Now The College’s CFP® Certification Education Program and Chartered Financial Consultant® (ChFC®) Program Director, Bennetts says it’s been long established that service members on the battlefield won’t be as effective if they’re preoccupied with a toothache or something else physically wrong with them – but financial well-being is just as important as physical well-being to maintaining combat readiness.
“It’s just as problematic, and maybe even more so, for a service member to worry about how they’re going to pay their car insurance or afford their mortgage payment,” he said. “The biggest sources of stress for people are usually money and relationships, and if you dig deeper into many of those relationships, the cause is often still money. I found the academic community wasn’t discussing this in the context of preventing veteran suicide, so I decided to go back to school to confront this issue more seriously.”
While Bennetts said programs by the VA to address physical and mental health problems for service members and veterans, including PTSD, are incredibly important to maintain the well-being of those individuals, financial health is often left out of the conversation. In addition, statistics show that over 20 veterans die by suicide daily in the U.S. on average, demonstrating a significant need for more services to support them. Bennetts says “financial empowerment” is an important part of that equation.
While studying for his PhD in Personal Financial Planning through Kansas State University and still focusing on the issue of financial well-being for military members, Bennetts says he was presented with the opportunity to be part of a select group of student veterans who would be able to propose legislation based on their research. He applied for and was awarded one of the Veterans of Foreign Wars’ (VFW) Student Veterans of America (SVA) Legislative Fellowships, earning the privilege of traveling to the nation’s capital in Washington, D.C., and presenting his findings to those in positions to take action on them.
“All the fellows had different ideas to present,” he said. “One student was working on issues surrounding veterans’ housing insecurity. Another dealt with National Guard members’ life transitions if they were called in to deal with a natural disaster. Mine had to do with financial services, financial counseling, and its integration into PTSD treatment. This was the VFW’s national legislative advocacy week, so there must have been at least 500 of us as VFW members participating from every state and territory going to their individual representatives and pitching their proposals to elected officials.”
It appears Bennetts’ proposal caught the eye of the VFW’s Legislative Affairs team, who brought it to the rest of the organization’s leadership.

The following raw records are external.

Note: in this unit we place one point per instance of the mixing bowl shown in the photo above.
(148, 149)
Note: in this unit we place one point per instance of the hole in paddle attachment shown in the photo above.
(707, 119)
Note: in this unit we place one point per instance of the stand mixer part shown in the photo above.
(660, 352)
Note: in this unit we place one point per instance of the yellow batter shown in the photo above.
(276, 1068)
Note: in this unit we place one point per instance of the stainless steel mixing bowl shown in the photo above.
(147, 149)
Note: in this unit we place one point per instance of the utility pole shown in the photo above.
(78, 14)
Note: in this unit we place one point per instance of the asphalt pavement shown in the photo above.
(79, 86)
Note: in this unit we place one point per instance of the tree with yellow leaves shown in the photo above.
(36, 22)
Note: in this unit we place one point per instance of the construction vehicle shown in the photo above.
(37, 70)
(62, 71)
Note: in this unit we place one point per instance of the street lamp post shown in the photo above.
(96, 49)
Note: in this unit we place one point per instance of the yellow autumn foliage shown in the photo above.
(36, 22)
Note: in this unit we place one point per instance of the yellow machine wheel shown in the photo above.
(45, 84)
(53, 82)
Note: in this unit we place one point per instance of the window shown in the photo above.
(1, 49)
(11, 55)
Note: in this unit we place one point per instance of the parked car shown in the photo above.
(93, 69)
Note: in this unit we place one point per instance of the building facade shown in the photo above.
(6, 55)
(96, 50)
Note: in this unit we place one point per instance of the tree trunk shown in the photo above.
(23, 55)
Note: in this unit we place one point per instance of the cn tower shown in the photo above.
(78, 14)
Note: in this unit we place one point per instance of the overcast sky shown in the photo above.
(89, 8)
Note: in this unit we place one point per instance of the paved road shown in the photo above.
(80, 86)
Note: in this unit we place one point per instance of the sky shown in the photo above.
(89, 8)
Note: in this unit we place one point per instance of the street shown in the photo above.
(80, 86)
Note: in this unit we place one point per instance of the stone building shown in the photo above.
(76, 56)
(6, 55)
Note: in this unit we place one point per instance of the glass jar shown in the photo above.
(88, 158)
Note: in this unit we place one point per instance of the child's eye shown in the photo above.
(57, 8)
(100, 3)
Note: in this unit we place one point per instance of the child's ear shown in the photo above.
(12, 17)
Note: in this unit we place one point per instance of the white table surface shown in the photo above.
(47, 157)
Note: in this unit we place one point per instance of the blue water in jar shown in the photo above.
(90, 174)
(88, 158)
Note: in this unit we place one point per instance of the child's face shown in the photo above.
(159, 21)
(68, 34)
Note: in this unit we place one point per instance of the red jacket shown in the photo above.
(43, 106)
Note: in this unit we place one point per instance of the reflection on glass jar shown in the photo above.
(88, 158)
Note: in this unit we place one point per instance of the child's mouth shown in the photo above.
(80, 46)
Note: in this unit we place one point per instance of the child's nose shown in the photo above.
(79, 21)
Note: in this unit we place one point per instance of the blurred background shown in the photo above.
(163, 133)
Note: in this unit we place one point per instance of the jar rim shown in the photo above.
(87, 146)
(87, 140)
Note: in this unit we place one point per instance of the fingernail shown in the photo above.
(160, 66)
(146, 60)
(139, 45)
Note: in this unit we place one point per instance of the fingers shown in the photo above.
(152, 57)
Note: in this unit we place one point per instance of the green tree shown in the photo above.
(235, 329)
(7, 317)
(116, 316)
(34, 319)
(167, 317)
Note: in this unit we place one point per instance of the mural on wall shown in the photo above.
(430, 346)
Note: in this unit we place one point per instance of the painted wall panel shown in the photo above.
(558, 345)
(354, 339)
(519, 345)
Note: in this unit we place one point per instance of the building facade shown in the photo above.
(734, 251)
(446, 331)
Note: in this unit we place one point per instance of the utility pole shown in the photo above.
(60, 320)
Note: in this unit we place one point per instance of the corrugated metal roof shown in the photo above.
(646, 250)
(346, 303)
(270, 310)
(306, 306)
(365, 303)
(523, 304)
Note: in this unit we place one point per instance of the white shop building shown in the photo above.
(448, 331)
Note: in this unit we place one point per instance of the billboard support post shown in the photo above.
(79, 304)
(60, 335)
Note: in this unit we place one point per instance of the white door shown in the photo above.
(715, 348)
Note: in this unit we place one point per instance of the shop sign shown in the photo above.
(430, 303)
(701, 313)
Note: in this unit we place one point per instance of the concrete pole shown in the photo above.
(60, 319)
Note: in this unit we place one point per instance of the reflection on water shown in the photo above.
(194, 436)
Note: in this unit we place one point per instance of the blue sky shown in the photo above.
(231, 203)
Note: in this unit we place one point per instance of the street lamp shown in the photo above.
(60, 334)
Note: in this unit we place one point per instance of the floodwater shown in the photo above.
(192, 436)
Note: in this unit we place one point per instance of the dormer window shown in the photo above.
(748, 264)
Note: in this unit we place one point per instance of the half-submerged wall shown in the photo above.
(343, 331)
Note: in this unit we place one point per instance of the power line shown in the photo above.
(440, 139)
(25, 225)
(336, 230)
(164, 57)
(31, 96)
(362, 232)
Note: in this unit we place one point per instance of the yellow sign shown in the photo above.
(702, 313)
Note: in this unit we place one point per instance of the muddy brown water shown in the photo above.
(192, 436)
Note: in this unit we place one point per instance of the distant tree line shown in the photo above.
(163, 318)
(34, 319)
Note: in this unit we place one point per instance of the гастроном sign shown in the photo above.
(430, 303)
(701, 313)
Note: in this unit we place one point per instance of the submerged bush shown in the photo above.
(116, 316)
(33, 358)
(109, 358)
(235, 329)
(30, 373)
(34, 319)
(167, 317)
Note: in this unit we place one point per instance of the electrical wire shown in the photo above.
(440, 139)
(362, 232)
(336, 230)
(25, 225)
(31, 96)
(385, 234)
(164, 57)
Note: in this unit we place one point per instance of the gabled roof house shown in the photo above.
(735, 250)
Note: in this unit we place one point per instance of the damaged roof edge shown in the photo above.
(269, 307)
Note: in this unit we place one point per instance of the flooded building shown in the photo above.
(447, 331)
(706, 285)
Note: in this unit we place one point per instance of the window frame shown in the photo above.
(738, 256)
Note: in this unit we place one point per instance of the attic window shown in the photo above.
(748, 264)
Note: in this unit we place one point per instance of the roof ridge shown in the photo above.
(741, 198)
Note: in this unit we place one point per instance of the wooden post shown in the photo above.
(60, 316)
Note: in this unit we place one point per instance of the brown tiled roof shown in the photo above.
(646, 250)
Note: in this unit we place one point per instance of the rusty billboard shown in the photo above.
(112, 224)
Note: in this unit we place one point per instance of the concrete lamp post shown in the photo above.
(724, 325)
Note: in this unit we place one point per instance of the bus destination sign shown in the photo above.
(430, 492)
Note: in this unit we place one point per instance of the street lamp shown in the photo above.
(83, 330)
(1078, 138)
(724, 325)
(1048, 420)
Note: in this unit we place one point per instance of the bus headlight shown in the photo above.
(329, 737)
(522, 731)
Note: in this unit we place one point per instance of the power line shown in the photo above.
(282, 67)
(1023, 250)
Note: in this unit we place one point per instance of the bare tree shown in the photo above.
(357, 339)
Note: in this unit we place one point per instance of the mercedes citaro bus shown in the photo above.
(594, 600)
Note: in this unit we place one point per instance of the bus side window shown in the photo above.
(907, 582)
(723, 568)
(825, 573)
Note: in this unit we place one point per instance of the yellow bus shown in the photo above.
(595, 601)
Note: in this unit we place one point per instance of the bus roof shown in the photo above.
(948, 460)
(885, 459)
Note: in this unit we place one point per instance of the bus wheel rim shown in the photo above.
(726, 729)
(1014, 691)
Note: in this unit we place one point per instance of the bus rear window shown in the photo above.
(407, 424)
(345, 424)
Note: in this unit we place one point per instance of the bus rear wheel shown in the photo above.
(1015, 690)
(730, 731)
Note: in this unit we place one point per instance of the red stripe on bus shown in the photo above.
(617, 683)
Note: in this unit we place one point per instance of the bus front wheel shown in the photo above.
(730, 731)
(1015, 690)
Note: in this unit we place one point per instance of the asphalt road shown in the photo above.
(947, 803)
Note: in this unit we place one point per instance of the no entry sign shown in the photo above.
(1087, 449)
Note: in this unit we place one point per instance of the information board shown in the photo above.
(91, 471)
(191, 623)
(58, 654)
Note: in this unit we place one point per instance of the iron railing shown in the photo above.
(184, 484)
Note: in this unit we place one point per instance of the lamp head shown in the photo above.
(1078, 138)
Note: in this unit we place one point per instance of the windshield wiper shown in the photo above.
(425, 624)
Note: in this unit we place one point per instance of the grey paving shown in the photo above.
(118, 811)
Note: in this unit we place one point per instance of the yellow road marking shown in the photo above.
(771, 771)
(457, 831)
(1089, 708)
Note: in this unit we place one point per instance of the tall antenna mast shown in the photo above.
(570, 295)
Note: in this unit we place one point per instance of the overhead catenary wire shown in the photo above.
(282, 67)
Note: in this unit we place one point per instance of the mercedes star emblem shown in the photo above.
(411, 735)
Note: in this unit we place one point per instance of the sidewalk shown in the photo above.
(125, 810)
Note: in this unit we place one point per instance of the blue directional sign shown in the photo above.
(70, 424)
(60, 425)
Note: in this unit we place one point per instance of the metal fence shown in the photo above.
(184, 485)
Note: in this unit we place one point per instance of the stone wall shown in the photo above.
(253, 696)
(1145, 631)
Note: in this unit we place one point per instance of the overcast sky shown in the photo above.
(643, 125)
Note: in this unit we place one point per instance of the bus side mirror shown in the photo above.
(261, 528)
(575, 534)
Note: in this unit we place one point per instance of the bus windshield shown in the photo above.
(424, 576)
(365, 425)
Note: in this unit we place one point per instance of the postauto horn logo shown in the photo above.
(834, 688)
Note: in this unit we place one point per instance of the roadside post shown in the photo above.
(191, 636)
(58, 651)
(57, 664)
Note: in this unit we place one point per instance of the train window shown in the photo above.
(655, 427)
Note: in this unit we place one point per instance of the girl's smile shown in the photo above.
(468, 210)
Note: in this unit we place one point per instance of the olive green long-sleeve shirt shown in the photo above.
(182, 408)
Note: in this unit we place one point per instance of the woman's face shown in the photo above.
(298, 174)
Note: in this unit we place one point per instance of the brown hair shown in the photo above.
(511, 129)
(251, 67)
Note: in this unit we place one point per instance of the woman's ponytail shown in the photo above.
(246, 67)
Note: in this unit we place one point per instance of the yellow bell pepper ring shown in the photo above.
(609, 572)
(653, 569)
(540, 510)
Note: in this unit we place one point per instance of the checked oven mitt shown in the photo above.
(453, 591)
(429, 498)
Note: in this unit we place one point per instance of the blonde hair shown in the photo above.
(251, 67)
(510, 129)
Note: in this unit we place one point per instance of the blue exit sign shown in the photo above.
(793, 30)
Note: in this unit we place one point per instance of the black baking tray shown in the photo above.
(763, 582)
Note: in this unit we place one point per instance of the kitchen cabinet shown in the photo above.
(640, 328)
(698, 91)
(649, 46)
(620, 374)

“I think they realized I wasn’t a 20-something reading off a script and that I was passionate about this issue and knowledgeable on it,” he said. “Before I knew it, it went from me only meeting with people from Kansas and Nebraska to getting a list of every event happening that week and being encouraged to attend as many of those as I could.”
Over the course of several days, Bennetts estimated he met with over 15 elected officials from nine different states, including Senator Bernie Sanders (D-VT) and Senator Jerry Moran (R-KS), a current member of the Senate Committee on Armed Services. And then, things went another step further.
“They asked us to come to the White House for a meeting,” he said. “I was astounded. We had to complete security clearance requests and meet with the president’s Special Advisor on Veterans Affairs. I got to talk with her and her team about how certain record-keeping practices at the VA were stopping us from getting a clear picture of the actual well-being of our veterans. I even became part of the testimony to the Joint House and Senate Oversight Committee for Veterans Services Organizations (VSO). I’m still processing all of it, to be honest. It was a whirlwind but also an amazing experience.”
Bennetts says he plans to continue his advocacy on financial empowerment for military members and veterans and that he’s been inspired by the entire Washington experience.
“When I reflect on the last four to five years of my life, there’s been a lot of uncertainty, especially regarding my journey toward my PhD,” he said. “That week without a doubt relit my fire to keep going, and it was an honor to be part of the conversation.”